Je voudrais aussi que nous contemplions Jésus dans cette Parabole. C’est lui-même qui l’enseigne, mais il parle aussi de Lui. Jésus est la Parole, le Verbe de Dieu. Cependant, quand il parle de cette Parabole du Semeur dans l’Évangile de Matthieu, il traverse un moment difficile dans sa mission. Il a la triste impression que ses paroles n’ont plus d’impact dans la vie des gens. Il semble vivre un échec dans sa prédication : les gens sont préoccupés par autre chose que le Royaume du Père qu’il est venu annoncer. Le centre d’intérêt des gens est ailleurs, comme dans notre société actuelle mais Jésus ne se décourage pas. Il parle, il enseigne, il sème… et ne se préoccupe pas des résultats immédiats…
Il en va de même dans notre vie de foi. Aujourd’hui encore, je rencontre des prêtres, des catéchistes, préparateurs au mariage ou au baptême, des chrétiens engagés dans les services… qui, devant le manque de foi des gens que nous rencontrons, se demandent à quoi sert vraiment leur mission ; parce que les enfants du catéchismes ne viennent pas forcément en masse à la messe, les fiancés disparaissent après leur mariage, pour réapparaître après la naissance du premier enfant pour son baptême, et pour ensuite disparaître, en attendant le deuxième enfant… quand ils y sont ouverts. D’où le découragement des prêtres et des laïcs engagés dans l’Église !
Parfois ce découragement résulte de l’orgueil qui nous guette et qui habite en chacun de nous. Nous pensons que tout dépend de nous alors que nous ne sommes pas les maîtres de la moisson. Nous semons et c’est Dieu qui est maître de la semence. C’est Dieu qui sème par nous. Tout le reste ne dépend pas de nous. Il dépend de Dieu et de certaines conditions psychologiques, sociales, matérielles, les distractions, les angoisses, les ronces, les cailloux, les mauvaises herbes… dans notre vie et dans celle des gens que nous préparons.
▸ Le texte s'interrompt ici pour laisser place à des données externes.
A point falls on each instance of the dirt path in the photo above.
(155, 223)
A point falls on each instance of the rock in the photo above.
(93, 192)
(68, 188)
Nous rencontrons dans notre mission des terrains durs, parfois même très durs. De vrais cailloux où il nous semble que rien ne pourra jamais pousser. Tout cela nous dépasse et nous ne pourrons jamais avoir un contrôle sur ces aspects de la vie des gens. Mais il nous faut quand même semer… dans la confiance et dans l’espérance. Seulement la confiance, la patience et l’espérance nous permettent de voir quelques fruits dans la vie des gens… Heureusement qu’on en voit quelques-uns qui rentrent, qui cheminent…
Que le Seigneur nous aide à voir les fruits du Royaume qui sont dans nos vies, dans l’Église, dans ce monde qui semble parfois aller à sa perte. Ouvrons les yeux pour voir les signes et les fruits de la Parole et du Royaume déjà présent, mais pas encore pleinement accompli.